His lifeless legs swayed as the well-worn vehicle attempted to cut through the noisy sea of humanity that churned excitedly outside the Kuala Lumpur prison.

They had gathered before sunrise turned the Malaysian skyline burning gold, simply abandoning cars and motorbikes to witness the moment the bodies of Barlow and fellow drug trafficker Brian Chambers were transported from the gallows.

They celebrated their deaths. They applauded the defiance of a government that remained unmoved by the western world’s pleas to spare the two men, its cold indifference when the pleas turned to condemnation.

When publicly informed “no-one has the right to take a life”, Prime Minister Mahathir Mohamad responded: “Tell that to the drug traffickers.”

Our Prime Minister Margaret Thatcher appeared to agree.

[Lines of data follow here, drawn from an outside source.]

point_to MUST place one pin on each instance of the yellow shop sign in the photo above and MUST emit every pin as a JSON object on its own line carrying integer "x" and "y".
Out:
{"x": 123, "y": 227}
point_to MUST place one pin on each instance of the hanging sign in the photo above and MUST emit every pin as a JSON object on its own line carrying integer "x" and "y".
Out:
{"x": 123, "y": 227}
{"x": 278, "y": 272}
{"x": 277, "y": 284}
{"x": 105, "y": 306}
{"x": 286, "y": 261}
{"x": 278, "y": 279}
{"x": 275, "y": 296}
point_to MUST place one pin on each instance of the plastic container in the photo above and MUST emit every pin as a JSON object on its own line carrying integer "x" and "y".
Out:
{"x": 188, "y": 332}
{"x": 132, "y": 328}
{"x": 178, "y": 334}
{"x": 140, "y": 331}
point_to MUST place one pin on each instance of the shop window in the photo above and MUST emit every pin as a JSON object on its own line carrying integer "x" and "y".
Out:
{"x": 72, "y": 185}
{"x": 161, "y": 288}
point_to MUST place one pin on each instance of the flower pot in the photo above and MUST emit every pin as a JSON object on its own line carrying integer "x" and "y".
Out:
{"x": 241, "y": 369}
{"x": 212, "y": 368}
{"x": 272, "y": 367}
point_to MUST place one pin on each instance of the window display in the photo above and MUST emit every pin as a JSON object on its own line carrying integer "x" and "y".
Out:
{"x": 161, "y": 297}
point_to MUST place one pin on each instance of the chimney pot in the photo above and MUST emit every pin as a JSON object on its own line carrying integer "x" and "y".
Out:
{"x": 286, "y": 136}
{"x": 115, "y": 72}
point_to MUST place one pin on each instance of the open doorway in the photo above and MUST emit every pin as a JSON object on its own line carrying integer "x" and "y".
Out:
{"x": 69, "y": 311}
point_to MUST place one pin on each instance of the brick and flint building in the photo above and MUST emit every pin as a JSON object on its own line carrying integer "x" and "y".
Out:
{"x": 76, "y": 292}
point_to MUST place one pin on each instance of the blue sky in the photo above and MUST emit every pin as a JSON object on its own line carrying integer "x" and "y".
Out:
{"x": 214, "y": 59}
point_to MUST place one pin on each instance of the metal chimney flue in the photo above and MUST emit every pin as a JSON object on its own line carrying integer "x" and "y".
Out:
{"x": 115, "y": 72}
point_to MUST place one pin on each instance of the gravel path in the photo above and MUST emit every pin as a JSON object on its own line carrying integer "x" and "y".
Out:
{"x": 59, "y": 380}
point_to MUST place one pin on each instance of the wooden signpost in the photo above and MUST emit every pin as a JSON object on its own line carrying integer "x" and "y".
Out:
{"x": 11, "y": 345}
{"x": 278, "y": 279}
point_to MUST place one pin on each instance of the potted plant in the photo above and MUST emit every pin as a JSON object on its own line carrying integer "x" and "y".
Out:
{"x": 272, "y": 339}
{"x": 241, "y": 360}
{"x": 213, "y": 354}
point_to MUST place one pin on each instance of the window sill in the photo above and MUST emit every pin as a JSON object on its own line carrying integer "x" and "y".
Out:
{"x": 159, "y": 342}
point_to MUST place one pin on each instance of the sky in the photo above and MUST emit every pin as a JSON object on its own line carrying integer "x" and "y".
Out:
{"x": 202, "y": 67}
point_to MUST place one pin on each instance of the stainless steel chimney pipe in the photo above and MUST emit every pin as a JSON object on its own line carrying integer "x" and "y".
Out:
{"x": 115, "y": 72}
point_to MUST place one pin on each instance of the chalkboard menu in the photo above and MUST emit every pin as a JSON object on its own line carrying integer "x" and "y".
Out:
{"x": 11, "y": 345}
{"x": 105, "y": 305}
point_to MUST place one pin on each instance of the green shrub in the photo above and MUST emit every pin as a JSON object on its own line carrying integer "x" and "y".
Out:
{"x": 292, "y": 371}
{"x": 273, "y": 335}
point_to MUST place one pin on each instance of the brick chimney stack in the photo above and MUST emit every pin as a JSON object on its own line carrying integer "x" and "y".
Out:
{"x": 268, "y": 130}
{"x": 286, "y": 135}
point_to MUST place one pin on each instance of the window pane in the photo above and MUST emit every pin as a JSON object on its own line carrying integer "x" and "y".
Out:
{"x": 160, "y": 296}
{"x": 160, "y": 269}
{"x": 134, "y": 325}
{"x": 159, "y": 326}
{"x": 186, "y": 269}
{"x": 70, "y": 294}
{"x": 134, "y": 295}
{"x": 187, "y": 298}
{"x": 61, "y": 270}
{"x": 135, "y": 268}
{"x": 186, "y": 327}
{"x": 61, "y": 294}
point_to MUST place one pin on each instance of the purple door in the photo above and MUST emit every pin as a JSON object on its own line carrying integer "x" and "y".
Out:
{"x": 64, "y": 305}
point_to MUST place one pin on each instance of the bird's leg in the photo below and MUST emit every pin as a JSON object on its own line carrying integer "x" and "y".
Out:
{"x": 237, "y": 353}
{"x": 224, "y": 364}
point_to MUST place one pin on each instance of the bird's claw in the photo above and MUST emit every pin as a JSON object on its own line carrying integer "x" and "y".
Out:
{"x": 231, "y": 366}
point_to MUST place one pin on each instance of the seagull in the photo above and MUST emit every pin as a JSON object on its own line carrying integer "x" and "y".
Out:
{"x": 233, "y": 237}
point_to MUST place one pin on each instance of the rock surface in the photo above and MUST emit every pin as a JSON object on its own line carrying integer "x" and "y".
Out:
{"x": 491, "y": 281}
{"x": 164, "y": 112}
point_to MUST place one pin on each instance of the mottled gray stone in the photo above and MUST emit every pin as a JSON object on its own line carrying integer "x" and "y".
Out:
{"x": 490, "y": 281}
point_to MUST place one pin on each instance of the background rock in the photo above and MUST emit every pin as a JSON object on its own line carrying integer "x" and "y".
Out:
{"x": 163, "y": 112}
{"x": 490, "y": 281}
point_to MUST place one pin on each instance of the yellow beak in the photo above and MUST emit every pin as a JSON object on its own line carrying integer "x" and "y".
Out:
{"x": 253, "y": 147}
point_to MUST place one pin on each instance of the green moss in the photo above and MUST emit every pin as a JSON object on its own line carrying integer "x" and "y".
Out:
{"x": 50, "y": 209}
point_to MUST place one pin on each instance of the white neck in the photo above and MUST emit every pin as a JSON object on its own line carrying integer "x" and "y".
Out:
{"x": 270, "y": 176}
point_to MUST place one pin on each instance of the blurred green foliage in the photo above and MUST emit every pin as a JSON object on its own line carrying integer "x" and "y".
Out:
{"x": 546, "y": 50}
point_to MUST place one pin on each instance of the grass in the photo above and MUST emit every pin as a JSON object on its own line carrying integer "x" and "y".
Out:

She was approached but declined to add her powerful voice to the growing protests.

Kevin Barlow,left, and Brian Chambers

Kevin Barlow, born in Stafford, Stone or Stoke, depending on which newspaper report you access on the internet, ate a meal of satay beef in a spicy peanut sauce hours before he was led handcuffed to his death at 6.08am on July 7, 1986.

“They can request a last meal, but there’s no guarantee they’ll get it,” said one warden. Barlow probably didn’t: Chambers was served the same dish.

There was no alcohol to dilute the terror of that last long walk, no spirits to strengthen weak and disobedient legs. “There’s no such thing as one for the road,” a Malaysian executioner revealed.

Those awaiting the call to take the pair to the gallows glugged Coca Cola and chatted.

The deaths of Barlow and Chambers will divide readers. Some believe those who trade in misery deserve no mercy - others see capital punishment as state-endorsed murder.

Writing for the Melbourne Herald Sun, Bruce Dover said: “Barlow and Chambers were not evil men. Stupid, naïve, greedy even, but capable and perhaps deserving of redemption and a second chance.”

The Staffordshire man, only 28, had been caught in his very first attempt to smuggle heroin through Bayan Lepas International airport to Australia where he and his family had made a new life.

Partner-in-crime Chambers, 29 when executed, was an old hand at the grubby business. He had made 12 runs before his luck ran out as a result of Barlow’s bungling incompetence.